House - indeterminate date, Kilmacnevan, Co. Westmeath
Co. Westmeath |
House
In the south-west corner of an Early Christian ecclesiastical enclosure in County Westmeath, a set of low wall footings traces the outline of a small rectangular building, roughly five metres by four, with a two-metre-wide entrance facing north.
The structure is of indeterminate date and uncertain function, but its position within an enclosure, alongside a church, a graveyard, and a high cross, places it squarely within the orbit of an early monastic settlement at Kilmacnevan. It is the kind of remnant that is easy to walk past without registering, a slight thickening in the grass, a few courses of stone at ankle height, and yet it is one piece of a much larger complex that has been accumulating history in this corner of Westmeath for well over a millennium.

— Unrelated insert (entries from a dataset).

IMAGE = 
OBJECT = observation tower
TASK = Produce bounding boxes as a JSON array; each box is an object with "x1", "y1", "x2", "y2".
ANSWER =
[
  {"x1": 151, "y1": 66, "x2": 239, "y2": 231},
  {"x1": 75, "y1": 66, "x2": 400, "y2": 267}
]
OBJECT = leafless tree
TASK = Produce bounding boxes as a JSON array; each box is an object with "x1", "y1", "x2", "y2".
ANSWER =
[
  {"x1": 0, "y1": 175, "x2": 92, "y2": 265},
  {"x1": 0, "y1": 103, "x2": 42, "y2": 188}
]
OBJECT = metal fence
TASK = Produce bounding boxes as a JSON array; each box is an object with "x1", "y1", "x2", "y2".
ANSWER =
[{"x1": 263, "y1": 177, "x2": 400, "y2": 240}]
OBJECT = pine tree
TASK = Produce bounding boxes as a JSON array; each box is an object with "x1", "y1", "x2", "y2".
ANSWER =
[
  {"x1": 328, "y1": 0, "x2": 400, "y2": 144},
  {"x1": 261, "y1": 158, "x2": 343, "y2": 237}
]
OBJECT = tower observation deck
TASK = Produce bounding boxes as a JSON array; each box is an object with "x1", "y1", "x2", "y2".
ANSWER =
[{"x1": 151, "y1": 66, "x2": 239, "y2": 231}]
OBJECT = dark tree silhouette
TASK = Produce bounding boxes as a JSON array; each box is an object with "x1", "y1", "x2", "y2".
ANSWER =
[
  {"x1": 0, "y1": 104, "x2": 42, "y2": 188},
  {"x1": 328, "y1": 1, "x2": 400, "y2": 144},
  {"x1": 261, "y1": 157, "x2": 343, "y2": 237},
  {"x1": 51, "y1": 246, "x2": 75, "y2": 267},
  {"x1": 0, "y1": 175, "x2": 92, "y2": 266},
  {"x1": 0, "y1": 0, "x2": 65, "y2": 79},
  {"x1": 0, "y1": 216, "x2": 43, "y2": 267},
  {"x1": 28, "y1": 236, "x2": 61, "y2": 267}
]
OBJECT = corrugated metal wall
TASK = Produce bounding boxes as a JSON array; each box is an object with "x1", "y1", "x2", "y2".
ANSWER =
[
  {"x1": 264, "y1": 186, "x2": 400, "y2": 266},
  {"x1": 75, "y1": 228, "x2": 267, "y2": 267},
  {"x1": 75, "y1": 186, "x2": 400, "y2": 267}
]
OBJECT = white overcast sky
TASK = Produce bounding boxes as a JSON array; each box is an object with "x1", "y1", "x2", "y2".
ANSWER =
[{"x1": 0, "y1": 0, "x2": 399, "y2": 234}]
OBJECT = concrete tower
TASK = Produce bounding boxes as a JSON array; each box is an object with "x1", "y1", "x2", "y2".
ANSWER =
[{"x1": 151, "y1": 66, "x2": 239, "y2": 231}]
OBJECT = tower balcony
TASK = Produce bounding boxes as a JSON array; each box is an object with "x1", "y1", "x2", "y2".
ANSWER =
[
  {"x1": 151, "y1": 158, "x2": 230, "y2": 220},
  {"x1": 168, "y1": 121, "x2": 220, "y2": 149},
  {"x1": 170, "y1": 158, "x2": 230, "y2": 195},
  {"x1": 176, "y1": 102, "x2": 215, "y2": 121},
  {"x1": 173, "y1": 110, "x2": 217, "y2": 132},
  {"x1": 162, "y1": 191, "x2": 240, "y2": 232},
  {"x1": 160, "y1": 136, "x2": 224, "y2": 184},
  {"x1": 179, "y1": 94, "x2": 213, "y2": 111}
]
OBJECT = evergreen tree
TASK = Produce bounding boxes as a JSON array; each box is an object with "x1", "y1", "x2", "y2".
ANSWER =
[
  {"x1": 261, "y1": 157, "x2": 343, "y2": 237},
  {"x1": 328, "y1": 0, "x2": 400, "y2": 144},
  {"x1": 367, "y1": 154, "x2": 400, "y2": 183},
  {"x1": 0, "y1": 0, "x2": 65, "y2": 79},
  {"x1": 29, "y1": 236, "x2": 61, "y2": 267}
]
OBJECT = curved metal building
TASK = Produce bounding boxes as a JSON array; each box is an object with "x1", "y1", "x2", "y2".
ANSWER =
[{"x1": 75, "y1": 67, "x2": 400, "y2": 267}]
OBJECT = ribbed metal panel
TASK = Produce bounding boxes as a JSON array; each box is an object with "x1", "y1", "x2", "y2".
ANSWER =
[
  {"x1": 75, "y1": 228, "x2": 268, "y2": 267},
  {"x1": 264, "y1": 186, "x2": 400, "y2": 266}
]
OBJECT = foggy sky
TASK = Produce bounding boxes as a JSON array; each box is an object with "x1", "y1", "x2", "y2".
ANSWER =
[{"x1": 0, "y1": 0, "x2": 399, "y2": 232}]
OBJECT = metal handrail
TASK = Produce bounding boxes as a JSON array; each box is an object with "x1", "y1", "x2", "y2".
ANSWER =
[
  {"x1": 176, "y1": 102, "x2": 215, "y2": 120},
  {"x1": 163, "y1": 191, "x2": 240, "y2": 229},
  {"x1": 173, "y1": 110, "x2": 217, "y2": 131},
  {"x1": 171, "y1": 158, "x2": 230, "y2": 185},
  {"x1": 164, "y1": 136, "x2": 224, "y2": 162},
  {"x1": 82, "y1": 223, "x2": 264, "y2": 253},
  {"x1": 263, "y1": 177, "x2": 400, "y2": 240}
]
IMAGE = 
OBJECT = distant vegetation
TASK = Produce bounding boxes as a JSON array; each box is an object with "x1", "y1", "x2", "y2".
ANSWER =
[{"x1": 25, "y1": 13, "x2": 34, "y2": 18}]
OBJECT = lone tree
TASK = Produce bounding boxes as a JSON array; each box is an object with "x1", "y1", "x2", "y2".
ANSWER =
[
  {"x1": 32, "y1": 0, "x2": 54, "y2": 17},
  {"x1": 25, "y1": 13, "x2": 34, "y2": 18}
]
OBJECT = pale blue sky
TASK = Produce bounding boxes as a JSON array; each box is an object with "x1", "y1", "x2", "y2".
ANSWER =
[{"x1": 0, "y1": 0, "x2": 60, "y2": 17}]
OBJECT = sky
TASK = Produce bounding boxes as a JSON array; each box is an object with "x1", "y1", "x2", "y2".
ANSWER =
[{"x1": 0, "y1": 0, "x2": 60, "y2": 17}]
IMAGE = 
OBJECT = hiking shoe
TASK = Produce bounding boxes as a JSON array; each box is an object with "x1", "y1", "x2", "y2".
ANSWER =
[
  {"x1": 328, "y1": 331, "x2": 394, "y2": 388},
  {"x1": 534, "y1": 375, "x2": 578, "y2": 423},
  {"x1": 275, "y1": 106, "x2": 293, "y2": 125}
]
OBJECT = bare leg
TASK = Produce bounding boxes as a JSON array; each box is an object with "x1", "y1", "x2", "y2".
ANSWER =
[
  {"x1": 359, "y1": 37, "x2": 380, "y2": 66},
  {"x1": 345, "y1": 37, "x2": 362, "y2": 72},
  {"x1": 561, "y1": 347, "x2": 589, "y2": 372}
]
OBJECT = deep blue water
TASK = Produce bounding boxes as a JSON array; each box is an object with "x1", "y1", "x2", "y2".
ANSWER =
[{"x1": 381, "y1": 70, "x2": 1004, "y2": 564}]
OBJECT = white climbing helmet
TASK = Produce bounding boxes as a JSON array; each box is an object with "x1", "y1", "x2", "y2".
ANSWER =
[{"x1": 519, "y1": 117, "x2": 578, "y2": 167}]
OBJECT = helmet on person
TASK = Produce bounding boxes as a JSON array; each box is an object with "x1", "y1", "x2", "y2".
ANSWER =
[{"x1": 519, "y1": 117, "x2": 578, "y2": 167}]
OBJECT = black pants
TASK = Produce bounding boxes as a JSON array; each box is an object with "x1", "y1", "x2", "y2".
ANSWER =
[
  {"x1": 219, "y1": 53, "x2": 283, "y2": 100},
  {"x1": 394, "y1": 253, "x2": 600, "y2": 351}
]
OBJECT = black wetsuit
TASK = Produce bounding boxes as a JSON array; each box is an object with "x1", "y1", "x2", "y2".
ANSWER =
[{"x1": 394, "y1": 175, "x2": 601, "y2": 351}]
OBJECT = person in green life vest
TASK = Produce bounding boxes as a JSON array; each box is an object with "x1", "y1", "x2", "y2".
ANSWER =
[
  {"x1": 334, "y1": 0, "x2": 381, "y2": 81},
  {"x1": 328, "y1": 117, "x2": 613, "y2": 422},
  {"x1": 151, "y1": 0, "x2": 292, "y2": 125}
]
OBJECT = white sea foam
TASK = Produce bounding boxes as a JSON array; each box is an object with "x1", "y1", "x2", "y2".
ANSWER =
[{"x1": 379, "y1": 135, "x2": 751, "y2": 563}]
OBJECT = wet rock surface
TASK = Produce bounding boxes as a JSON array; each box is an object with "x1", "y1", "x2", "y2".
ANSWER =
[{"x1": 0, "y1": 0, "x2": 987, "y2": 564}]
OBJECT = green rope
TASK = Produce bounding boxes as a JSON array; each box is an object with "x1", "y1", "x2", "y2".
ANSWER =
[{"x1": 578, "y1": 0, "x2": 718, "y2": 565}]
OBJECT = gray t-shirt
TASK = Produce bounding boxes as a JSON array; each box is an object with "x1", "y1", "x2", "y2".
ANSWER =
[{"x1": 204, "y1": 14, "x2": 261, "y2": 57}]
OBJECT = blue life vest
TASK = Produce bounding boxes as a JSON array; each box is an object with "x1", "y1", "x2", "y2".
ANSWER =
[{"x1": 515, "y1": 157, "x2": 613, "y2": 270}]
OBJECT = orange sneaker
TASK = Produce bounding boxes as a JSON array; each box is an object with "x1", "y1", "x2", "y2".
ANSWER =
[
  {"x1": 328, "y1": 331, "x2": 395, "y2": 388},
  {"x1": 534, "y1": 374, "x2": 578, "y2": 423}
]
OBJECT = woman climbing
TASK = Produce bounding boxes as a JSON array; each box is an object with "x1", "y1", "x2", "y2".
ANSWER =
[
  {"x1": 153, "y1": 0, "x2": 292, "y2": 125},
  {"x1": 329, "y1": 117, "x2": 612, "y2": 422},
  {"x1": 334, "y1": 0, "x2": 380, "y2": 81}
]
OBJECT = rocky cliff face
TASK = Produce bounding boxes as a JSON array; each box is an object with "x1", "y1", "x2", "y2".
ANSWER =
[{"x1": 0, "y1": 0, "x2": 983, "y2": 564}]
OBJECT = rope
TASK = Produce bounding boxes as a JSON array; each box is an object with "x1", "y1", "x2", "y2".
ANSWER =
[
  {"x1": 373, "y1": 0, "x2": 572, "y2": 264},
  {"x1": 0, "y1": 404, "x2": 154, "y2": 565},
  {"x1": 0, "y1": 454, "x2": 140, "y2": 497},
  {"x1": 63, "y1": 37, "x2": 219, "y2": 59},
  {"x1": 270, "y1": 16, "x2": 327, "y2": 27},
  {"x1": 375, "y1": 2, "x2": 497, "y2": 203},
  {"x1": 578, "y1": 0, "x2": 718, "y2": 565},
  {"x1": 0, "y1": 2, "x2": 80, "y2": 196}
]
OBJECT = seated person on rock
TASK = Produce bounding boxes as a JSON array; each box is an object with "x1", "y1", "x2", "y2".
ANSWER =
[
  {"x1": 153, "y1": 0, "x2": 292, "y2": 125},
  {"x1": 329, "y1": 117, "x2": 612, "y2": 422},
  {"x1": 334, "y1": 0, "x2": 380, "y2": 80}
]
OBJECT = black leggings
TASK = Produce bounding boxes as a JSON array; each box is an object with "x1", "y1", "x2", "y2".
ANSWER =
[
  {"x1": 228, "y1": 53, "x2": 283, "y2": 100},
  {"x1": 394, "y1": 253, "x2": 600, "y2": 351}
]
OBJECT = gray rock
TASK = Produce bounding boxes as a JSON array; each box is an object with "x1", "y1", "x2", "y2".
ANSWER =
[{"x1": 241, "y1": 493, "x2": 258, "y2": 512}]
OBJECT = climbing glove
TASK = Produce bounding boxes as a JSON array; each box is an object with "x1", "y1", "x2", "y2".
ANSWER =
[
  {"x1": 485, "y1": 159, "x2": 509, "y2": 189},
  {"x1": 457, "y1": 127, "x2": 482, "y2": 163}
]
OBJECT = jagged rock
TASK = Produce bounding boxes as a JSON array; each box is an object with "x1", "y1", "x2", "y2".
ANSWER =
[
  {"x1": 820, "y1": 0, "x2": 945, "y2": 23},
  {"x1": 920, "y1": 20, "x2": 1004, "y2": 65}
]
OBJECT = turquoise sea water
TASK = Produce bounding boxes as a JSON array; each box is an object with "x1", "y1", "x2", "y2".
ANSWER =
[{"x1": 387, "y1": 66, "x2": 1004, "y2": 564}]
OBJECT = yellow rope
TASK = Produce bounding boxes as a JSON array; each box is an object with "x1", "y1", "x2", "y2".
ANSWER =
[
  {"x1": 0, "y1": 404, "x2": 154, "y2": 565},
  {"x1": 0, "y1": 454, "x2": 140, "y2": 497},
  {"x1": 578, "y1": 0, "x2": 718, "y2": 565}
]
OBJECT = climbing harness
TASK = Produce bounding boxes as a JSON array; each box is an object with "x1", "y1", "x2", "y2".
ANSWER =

The Kilmacnevan site was placed on the Register of Historic Monuments in 1989, though the monuments themselves belong to a far older story. The ecclesiastical enclosure, a roughly defined boundary that would have demarcated sacred or monastic ground in the early medieval period, contains within its south-west quadrant these wall footings of the possible house. Immediately to the north-north-east stand the church, the graveyard, and a high cross, the latter being a form of carved stone monument associated with Irish monasticism from roughly the eighth century onwards. The Schools' Collection of 1937 to 1939, a folklore archive compiled by schoolchildren across Ireland under the direction of the Irish Folklore Commission, recorded a local memory of the place that is worth pausing over. Children in the area noted that there had once been a town where the graveyard now lies, and that a monastery had stood within it, with ruins still visible in one corner. That oral tradition, gathered in the late 1930s, was describing something that archaeology has since confirmed in outline, a settled, bounded community of some complexity, reduced over centuries to foundations and a few upstanding stones.